Carleton Leonard

Personal information
- Full name: Carleton Craig Leonard
- Date of birth: 3 February 1958 (age 68)
- Place of birth: Oswestry, England
- Position: Defender

= Carleton Leonard =

English footballer

Carleton Craig Leonard (born 3 February 1958) is an English former footballer who played 298 games as a defender for Shrewsbury Town between 1975 and 1983.

==Early life==

Carelton was born in 1958, the seventh of thirteen children to Peter Leonard (1927 - 2010), a baker and Barbara née Garside (1918 - 2007). He was educated at the Oswestry Boys High School, in his home town.

==Football career==

Carleton played for the Shropshire Schools U19s from the age of 16, and was subsequently signed by Shrewsbury Town, making his debut in 1975. The highlight of his time with The Shrews was helping them lift the old Division Three title in the 78-79 season. In his 227 league games, Leonard scored one goal against Swindon Town on 19 March 1977. After playing 298 games for Shrewsbury, he joined Hereford United in June 1983. He later went on to play for Cardiff City, with whom he was suffered relegation to the Fourth Division in the 85-86 season.

==Later life==

After leaving football Carleton has had numerous coaching roles, including for Ellesmere Rangers, Shrewsbury Town Youth Team.

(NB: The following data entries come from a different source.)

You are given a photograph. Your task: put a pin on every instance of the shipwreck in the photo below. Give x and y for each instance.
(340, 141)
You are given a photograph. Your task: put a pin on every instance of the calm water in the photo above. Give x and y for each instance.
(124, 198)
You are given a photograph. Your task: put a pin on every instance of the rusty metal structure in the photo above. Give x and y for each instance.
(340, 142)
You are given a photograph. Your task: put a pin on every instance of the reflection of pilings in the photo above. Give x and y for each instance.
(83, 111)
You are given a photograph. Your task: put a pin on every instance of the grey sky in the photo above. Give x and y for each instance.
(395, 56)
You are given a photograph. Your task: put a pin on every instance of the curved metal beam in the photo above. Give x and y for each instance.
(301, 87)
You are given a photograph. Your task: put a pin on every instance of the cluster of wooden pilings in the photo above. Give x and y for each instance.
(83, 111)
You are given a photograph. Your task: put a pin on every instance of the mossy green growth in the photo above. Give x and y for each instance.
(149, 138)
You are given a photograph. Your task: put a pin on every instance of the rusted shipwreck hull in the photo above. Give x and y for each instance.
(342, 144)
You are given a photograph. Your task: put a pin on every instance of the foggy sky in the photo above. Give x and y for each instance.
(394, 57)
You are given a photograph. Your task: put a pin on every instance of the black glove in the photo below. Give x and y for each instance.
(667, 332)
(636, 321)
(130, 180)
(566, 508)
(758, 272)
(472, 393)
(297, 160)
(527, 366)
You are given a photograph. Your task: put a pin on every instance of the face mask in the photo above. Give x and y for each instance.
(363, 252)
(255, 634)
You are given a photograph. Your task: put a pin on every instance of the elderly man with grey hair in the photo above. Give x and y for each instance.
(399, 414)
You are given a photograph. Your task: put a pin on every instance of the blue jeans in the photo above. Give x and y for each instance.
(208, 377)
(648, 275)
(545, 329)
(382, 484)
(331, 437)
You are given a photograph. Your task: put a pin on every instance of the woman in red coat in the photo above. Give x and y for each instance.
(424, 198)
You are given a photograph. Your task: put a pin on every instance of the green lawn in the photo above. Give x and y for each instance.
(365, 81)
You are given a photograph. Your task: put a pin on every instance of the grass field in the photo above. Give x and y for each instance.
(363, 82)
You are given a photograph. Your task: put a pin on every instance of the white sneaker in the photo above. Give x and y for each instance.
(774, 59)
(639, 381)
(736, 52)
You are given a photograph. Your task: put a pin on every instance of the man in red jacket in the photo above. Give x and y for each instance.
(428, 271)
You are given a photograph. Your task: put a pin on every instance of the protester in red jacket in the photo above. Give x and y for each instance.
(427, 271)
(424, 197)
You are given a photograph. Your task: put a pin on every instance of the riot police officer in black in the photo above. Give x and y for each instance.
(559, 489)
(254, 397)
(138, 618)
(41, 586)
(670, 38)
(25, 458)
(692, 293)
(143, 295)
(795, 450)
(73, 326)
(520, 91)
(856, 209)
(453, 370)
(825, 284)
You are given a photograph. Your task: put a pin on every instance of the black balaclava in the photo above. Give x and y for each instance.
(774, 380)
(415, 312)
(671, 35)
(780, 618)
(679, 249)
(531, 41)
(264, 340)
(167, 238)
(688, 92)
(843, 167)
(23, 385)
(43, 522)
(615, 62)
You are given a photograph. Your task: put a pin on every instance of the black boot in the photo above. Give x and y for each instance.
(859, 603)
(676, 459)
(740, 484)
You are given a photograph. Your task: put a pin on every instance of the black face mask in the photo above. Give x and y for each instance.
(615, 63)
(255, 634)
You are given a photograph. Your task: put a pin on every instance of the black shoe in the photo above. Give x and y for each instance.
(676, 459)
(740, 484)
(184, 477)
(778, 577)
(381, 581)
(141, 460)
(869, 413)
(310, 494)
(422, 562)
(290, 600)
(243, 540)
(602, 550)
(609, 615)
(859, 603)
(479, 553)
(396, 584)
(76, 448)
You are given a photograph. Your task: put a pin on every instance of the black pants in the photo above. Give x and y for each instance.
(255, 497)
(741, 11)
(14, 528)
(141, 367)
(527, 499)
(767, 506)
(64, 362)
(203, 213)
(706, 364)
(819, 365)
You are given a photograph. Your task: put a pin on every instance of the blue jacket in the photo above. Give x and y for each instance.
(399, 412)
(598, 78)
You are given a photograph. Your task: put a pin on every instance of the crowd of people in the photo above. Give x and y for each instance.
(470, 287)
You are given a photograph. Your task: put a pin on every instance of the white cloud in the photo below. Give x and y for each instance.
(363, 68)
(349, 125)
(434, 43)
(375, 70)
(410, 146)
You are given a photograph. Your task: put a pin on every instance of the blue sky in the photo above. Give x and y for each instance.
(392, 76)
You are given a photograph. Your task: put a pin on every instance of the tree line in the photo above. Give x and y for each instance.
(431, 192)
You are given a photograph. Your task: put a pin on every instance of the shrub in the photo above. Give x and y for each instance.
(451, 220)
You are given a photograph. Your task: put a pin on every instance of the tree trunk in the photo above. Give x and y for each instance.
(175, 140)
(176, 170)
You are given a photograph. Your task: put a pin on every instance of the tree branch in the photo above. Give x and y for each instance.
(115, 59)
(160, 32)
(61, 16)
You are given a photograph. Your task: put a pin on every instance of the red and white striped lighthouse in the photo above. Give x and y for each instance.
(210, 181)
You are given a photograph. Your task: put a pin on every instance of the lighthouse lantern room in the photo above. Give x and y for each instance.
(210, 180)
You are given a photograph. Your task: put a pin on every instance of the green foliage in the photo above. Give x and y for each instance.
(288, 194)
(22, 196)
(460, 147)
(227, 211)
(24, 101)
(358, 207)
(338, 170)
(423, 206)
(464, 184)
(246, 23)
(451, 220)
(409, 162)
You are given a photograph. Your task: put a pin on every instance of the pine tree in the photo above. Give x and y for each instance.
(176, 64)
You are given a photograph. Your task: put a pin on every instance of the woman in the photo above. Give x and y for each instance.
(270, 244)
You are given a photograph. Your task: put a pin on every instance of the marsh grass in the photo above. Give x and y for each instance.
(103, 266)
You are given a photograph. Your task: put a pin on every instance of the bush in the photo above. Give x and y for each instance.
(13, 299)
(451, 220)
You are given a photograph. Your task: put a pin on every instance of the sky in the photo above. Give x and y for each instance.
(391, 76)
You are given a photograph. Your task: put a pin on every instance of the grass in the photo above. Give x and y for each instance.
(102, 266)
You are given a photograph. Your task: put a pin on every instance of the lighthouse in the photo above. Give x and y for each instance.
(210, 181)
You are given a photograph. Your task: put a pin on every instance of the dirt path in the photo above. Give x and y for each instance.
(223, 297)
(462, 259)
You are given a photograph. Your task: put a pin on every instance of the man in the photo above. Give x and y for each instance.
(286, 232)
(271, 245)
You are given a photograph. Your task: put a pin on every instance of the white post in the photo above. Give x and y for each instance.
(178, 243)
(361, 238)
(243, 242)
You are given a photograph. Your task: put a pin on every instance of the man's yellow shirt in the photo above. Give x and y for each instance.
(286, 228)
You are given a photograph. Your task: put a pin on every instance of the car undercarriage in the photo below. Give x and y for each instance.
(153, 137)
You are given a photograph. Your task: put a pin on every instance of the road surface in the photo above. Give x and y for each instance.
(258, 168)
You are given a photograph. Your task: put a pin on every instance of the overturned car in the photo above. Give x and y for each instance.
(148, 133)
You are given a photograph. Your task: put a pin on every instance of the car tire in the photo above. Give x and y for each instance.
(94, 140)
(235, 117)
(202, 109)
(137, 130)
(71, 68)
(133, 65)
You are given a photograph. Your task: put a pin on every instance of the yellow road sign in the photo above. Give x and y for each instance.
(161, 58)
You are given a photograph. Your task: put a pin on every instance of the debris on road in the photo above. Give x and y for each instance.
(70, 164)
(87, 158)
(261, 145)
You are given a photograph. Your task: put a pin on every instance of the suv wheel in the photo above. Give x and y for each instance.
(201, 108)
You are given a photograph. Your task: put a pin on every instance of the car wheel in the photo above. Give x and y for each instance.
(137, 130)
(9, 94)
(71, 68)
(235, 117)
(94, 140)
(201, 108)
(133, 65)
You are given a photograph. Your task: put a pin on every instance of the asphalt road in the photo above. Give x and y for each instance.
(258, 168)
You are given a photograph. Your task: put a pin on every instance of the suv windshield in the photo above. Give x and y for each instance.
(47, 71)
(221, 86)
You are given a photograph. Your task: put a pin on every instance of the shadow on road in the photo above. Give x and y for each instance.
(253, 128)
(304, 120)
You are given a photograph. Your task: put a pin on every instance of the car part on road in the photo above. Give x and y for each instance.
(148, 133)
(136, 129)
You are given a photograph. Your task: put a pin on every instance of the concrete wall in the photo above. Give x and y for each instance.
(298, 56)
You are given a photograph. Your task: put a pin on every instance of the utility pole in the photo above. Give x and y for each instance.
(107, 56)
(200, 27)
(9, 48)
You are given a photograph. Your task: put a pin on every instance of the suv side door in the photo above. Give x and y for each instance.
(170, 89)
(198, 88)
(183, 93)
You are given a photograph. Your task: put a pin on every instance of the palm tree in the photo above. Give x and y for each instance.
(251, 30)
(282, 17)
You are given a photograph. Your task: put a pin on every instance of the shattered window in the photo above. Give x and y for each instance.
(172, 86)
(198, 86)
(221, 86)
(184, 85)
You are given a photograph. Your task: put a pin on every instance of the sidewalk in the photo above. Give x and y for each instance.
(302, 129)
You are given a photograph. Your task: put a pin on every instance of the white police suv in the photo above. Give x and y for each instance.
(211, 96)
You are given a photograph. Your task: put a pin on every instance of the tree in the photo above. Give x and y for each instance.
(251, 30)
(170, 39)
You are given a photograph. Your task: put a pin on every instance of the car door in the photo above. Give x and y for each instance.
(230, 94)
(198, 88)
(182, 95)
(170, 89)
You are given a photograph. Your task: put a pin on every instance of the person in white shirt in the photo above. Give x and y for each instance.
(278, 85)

Carleton is the manager of Oswestry's only nightclub, Gibsons; in which capacity he is an advocate of liberal alcohol laws. In 2009 this establishment won the Shropshire Best Bar None award, for best night club in Shropshire.

He is also a publican, having operated Oswestry's The Bell, The Oak and The Pedigree.

He has a son Nathan, who has played for Ellesmere Rangers and Guilsfield F.C.